Monday, January 9, 2017

Newspapers Can Make Mistakes

I found the below news story in the St. Louis Post-Dispatch archives and considered it for my Amanuensis Monday series. But further research led me elsewhere.



St. Louis Star and Times, Sept 23, 1916, page 7

BOY HIDES BRAND UNDER SHED, FIRE FOLLOWS

Four-year-old Harry Feinstein, 1340 Semple avenue, hid a burning wood brand under a chicken shed in the rear of the butcher shop of Fred Turpeson when a playmate shouted to him, "Your mamma is coming."

The shed and its contents of poultry and feed were damaged $325 by the fire which followed and a shed belonging to Mrs.
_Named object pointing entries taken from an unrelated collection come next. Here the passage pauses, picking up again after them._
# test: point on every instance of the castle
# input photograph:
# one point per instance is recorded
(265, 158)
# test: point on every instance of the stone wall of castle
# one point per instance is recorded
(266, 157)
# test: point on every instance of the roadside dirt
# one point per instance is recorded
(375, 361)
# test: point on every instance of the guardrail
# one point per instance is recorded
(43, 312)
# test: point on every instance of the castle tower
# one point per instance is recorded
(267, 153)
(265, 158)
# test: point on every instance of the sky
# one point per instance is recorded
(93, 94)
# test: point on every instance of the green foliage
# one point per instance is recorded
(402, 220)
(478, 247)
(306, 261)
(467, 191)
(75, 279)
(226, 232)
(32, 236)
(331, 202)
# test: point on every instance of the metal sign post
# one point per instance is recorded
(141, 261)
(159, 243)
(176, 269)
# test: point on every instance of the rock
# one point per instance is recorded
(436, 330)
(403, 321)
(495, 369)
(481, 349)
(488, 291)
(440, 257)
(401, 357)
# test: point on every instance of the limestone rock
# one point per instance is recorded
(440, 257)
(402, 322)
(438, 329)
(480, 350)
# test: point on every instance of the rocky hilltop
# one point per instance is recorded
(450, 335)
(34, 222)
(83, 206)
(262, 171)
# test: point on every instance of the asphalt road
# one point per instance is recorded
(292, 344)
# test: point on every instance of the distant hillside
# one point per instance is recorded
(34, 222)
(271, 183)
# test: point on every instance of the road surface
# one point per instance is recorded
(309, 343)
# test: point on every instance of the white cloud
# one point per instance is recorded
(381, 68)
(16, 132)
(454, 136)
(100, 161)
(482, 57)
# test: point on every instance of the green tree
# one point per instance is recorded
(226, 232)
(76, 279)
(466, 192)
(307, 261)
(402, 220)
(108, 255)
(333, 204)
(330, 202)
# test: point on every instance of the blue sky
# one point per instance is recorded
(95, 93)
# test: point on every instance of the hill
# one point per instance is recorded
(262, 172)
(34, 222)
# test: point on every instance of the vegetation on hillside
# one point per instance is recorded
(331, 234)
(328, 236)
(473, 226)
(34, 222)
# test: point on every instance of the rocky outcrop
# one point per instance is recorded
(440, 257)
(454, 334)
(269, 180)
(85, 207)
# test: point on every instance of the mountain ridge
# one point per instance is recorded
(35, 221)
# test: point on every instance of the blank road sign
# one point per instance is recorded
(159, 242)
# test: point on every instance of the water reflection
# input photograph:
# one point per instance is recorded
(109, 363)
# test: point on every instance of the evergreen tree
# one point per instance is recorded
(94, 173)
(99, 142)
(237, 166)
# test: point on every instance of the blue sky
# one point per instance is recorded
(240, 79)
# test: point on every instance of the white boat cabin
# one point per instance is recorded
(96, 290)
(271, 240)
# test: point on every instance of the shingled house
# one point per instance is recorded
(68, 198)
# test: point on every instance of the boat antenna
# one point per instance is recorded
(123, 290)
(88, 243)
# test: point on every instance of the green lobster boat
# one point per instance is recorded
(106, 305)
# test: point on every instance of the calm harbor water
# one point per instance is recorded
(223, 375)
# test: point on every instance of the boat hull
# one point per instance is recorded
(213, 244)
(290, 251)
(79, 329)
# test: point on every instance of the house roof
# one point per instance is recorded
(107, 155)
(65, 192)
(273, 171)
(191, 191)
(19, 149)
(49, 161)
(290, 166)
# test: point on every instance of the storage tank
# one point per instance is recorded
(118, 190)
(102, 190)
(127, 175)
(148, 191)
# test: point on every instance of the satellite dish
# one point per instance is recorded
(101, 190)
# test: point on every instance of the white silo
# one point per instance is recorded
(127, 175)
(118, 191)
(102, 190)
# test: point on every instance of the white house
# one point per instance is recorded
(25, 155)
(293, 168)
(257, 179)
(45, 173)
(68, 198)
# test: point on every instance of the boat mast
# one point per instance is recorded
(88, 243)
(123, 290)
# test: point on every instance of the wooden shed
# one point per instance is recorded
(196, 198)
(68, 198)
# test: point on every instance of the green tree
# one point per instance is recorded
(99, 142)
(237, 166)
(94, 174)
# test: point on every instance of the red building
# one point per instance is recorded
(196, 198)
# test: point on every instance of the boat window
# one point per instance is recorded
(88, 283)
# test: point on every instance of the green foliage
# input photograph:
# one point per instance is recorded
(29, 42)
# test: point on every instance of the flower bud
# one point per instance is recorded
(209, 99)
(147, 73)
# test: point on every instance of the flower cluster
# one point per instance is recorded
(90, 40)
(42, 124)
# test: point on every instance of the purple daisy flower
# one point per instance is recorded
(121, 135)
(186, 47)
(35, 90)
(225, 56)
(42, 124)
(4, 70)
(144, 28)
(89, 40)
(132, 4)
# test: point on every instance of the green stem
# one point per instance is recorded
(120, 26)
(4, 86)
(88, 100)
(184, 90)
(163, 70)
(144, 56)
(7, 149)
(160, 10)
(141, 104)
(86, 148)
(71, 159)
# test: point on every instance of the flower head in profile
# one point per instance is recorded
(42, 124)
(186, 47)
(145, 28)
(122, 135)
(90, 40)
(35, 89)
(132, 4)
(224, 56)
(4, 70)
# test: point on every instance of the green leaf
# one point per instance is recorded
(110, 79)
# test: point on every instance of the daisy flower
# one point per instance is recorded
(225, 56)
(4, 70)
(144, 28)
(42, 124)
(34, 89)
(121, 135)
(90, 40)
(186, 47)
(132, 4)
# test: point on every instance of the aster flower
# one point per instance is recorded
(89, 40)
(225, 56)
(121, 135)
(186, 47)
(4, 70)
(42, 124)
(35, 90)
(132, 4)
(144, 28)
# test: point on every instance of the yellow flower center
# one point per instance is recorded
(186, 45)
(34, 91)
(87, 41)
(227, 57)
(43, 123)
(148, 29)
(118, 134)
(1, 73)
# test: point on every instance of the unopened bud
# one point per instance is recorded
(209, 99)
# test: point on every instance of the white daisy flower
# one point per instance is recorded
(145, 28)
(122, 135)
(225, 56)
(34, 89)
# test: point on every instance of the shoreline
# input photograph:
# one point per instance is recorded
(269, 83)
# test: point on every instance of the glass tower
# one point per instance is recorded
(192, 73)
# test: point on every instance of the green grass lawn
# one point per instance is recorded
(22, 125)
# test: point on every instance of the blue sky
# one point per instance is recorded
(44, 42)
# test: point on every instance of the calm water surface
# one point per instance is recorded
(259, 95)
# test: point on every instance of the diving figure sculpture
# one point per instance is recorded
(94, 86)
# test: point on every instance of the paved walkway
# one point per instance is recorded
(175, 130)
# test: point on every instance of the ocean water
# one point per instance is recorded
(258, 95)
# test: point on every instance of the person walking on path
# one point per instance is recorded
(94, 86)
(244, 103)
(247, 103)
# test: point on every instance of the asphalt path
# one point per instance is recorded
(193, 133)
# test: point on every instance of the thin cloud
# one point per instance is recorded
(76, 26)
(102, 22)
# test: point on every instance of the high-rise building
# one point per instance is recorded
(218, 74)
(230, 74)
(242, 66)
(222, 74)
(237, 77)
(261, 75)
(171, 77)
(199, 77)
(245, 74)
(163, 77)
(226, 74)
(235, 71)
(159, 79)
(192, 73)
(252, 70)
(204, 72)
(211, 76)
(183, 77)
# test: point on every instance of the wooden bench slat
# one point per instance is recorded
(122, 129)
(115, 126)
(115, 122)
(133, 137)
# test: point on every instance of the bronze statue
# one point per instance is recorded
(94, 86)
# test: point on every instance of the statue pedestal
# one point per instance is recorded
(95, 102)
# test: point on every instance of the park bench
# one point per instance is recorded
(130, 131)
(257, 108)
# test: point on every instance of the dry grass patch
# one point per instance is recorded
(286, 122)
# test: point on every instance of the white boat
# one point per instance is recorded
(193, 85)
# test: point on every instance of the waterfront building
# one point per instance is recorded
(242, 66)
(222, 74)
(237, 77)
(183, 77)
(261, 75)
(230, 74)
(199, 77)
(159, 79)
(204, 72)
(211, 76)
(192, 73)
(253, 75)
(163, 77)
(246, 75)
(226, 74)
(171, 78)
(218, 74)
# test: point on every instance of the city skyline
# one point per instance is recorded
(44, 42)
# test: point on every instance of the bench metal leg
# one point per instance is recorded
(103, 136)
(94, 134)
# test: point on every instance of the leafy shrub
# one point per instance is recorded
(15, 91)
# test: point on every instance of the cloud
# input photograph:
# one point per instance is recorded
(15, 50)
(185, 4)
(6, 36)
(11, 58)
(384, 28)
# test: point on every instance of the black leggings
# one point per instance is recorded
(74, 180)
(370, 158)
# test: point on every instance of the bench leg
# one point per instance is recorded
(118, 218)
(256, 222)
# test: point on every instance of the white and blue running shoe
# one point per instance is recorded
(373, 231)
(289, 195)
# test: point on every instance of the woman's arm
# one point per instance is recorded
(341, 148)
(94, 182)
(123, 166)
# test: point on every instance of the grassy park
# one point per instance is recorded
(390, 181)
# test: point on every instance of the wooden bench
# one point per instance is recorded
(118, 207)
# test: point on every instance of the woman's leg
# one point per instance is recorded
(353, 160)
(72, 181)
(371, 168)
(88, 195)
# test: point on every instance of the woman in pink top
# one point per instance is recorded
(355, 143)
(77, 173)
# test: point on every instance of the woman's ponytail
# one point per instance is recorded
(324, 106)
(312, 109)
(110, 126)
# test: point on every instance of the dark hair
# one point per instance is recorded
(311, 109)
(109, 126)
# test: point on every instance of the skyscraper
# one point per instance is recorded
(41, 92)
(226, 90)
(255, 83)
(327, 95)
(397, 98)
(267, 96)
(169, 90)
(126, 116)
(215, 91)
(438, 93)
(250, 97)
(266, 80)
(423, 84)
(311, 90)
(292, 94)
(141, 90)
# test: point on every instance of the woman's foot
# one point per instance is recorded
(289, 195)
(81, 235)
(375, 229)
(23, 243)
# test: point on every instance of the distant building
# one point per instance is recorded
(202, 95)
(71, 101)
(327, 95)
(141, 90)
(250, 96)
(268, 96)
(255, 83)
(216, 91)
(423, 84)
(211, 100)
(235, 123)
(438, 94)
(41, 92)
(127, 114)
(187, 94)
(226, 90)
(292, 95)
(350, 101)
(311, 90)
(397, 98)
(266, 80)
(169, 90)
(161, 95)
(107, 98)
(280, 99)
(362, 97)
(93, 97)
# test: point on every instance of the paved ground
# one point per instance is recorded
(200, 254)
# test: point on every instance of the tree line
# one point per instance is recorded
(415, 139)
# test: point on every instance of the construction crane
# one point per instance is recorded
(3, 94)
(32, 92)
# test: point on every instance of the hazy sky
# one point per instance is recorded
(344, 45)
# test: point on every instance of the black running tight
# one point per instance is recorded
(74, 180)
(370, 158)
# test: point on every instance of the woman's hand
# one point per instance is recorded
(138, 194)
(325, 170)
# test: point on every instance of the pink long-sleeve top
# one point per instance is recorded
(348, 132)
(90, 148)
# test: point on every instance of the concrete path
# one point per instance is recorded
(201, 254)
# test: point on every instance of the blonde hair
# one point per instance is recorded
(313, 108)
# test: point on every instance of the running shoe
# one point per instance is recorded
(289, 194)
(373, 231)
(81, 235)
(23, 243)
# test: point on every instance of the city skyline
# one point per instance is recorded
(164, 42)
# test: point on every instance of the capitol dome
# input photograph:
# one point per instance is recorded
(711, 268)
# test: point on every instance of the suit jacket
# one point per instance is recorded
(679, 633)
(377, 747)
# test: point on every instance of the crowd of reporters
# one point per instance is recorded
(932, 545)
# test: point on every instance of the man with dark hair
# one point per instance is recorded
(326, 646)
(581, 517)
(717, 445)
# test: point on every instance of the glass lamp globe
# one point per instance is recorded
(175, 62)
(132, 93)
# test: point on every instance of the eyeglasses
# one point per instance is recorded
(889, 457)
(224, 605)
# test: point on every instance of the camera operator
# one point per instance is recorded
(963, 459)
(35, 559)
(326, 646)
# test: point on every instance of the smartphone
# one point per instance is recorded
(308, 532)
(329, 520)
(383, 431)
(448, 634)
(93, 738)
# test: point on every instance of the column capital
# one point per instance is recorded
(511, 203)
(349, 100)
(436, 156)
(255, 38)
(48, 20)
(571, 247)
M. Vogel, 1345 Arlington avenue, was damaged $50.


My second great uncle, Harry Feinstein, brother of my great grandfather, Herman Feinstein, would have been 32 in 1916. So this is definitely not him.

I can find no record of other Harry Feinsteins in St. Louis at the time. So I instantly knew the newspaper had made some mistake. But what was the mistake they made?

Harry had a son, Willard, born in 1912. Did they put the father's name in the newspaper by accident? That was certainly a believable option. And I knew that my great-grandfather had lived on Semple when he registered for the WW1 draft. Did his brother live nearby?

But several years ago I researched the St. Louis City Directories. I checked my notes, and Harry Feinstein and his family weren't recorded as living on Semple in 1916.

A 1918 St. Louis Post-Dispatch article indicates a Bornstein family living at 1340 Semple. Were they living there in 1916? An error with similar surnames is also a distinct possibility. There was a Harry Bornstein, but he was born in 1909, so he would have been 7 in 1916. (Did a handwritten 7 in a reporter's notes get mistranscribed as a 4? I've done that.)

I don't know who the child was, but I suspect he wasn't a relative.